“Noi, perché abbiamo tanto amato Firenze, sopportiamo un esilio ingiusto” (trad. dal De Vulgari eloquentia, I,6,8).
Pur privato della sua “patria”, Dante crede soprattutto nella libertà e nell’Italia che vorrebbe culla dell’impero cristiano, sicura come una casa comune, educatrice come una madre con i figli.
L’esilio è il crogiuolo che amalgama le qualità umane di Dante e i materiali compositi del suo repertorio culturale: una condizione che sprona l’attitudine di Dante a conoscere e ad amare.
Ed è la sua coscienza morale a guidarlo, ad allontanarlo dalla sterilità dell’odio, confidando nel ravvedimento possibile dei suoi nemici, esortati cristianamente -non supplicati- a essere magnanimi: “che ‘l perdonare è bel vincer di guerra” (Rime, CIV, v. 107).
La fama letteraria che lo accompagna va convalidata con opere nuove (come il Convivio e il De vulgari eloquentia), ma è solo nel “divino” poema che tutte le conoscenze, esperienze e aspirazioni vengono rifuse e plasmate: è l’apice del sincretismo dantesco.
Il sacro poema è un testo che ingloba cielo e terra e la fede con la ragione, e per dipanarlo non c’è che tentare di allinearsi alla sua percezione del mondo, alla visione spirituale che esprime.
Assume la funzione catartica di una preghiera collettiva guidata da una voce ispirata: così parco nello scrivere di sé, Dante è consapevole della grandezza della sua arte e dell’importanza dell’arte come mezzo di elevazione spirituale e di un sacro dovere.
E’ un’opera che attraverso l’autore narrante di se stesso e dei propri doveri, impone dei doveri anche ai lettori.
Il primo: la lettura non può non creare una sensibilità a migliorarsi; infatti pone ciascun cristiano davanti ad una libera scelta: salvarsi o precipitare per l’eternità nell’abisso.
Occorre capire come resistere e contrattaccare, e il poema ci guida, insieme a Dante stesso, al campo di battaglia e a una vittoria che va, però, continuamente riconquistata.
Perciò il fluire della scrittura è come un fiume salvifico da non perdere mai di vista.

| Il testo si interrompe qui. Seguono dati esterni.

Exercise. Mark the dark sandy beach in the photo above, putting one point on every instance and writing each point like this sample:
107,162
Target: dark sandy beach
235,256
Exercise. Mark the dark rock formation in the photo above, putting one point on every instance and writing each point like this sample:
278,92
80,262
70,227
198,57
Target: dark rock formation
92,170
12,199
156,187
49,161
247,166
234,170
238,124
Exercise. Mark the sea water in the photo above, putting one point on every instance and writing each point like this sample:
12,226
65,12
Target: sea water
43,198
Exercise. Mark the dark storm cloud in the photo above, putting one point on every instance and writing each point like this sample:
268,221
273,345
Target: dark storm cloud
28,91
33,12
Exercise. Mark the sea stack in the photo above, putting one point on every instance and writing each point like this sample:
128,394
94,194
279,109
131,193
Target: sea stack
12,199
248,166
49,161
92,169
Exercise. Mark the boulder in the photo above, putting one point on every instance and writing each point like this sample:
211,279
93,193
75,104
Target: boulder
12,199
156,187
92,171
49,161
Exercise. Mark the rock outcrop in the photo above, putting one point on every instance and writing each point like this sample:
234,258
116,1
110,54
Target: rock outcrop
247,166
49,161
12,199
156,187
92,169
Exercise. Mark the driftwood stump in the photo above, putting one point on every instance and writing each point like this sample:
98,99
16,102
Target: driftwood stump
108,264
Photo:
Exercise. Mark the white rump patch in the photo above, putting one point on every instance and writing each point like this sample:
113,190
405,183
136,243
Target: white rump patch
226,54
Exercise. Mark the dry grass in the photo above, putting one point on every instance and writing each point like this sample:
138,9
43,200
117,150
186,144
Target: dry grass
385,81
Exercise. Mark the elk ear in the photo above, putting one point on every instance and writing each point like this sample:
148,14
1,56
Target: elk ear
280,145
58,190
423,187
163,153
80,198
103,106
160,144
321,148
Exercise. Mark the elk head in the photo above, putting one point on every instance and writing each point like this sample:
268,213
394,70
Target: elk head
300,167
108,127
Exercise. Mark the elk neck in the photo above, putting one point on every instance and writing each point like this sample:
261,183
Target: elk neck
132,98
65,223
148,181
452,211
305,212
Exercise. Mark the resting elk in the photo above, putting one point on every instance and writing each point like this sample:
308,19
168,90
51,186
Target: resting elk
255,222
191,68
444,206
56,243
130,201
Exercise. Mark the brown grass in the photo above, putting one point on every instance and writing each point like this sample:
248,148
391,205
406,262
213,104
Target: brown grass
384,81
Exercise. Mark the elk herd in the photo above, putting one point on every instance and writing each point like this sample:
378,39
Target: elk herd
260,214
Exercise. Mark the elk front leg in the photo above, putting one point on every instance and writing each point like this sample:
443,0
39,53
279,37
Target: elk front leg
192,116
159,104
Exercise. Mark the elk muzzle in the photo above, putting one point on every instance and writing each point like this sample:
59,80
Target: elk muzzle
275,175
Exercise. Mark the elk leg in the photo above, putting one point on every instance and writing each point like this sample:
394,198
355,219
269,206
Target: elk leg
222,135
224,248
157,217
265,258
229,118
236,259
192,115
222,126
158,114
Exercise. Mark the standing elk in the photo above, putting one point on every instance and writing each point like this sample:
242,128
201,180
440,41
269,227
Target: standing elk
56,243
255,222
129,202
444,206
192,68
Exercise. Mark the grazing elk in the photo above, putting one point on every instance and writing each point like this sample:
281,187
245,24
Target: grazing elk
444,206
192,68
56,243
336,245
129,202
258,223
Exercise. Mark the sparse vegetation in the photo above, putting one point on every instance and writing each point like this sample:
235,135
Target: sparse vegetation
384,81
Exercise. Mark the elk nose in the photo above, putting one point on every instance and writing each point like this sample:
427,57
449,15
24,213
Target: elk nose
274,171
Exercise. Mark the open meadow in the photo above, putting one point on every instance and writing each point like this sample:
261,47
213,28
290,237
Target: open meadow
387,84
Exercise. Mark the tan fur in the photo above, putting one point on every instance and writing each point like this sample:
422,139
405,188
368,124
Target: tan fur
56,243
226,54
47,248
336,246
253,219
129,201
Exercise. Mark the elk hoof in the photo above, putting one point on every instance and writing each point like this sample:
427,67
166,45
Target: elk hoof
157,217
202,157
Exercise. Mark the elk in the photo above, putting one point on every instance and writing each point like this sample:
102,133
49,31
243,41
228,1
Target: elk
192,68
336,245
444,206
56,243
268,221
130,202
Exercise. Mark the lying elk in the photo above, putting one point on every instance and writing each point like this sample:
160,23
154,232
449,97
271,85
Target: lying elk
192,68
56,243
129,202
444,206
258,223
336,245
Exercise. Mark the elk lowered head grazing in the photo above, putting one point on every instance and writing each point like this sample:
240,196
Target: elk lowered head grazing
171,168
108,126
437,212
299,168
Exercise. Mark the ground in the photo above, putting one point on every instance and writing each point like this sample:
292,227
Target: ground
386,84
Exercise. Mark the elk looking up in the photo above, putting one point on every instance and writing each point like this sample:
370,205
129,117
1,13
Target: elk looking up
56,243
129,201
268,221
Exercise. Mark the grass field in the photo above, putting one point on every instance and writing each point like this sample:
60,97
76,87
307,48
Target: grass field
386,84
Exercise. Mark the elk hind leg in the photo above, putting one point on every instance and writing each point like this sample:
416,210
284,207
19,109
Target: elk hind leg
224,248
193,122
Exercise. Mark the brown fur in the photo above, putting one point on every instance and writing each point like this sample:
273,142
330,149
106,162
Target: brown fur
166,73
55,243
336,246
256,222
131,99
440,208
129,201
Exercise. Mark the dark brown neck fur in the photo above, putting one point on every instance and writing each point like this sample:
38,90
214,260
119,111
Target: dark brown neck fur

Per provare timore (e pentimento) seguendolo giù nell’Inferno; stupore (e partecipazione) avvolgendosi con esso intorno al Purgatorio; amore (e meditazione) distendendosi insieme nel Paradiso.
Tre mondi, veri e necessari per i cristiani, che si svelano grazie all’occhio sincero e attento di un fedele che partecipa da responsabile di fronte all’umanità di cui si sente autentico interprete.
Un’impresa letteraria finalizzata a un potente rinnovamento religioso e politico, che avrebbe richiesto l’affermazione di un cristianesimo vissuto con rigore morale.
Per tracciare, per chi si trova in pericolo nella mortifera bassura del peccato, una via lunga e faticosa, ma possibile di liberazione dal male, che porta verso l’aria buona e salutare dell’altezza, dove riacquistare la purezza conseguita col battesimo.
Questa, facoltà di elevarsi e di congiungersi a Dio, permette all’uomo di superare il male assoluto, con il senso di giustizia e di umanità.
Aspirazioni e azioni volte a raggiungere alte mete nella società non possono svilupparsi, se non corrispondono all’ascolto della parola di Dio e alla sua messa in atto; altrimenti rappresentano un frutto avvelenato dalla superbia e il loro espandersi è causa di rovina per l’umanità.
A San Giovanni (Paradiso, canto XXVI) che chiede a Dante “Chi e che cosa indirizzò il tuo amore ad un segno così alto ed elevato?” risponde: “Dio è bene, è Bontà per essenza e tutte le cose sono solo un “lume di suo raggio”. Ma il Bene e la Bontà non possono non essere amati, essi generano l’amore. Per questo, l’amore verso Dio è il culmine massimo della mia vita, per me e per quanti cercano il vero”.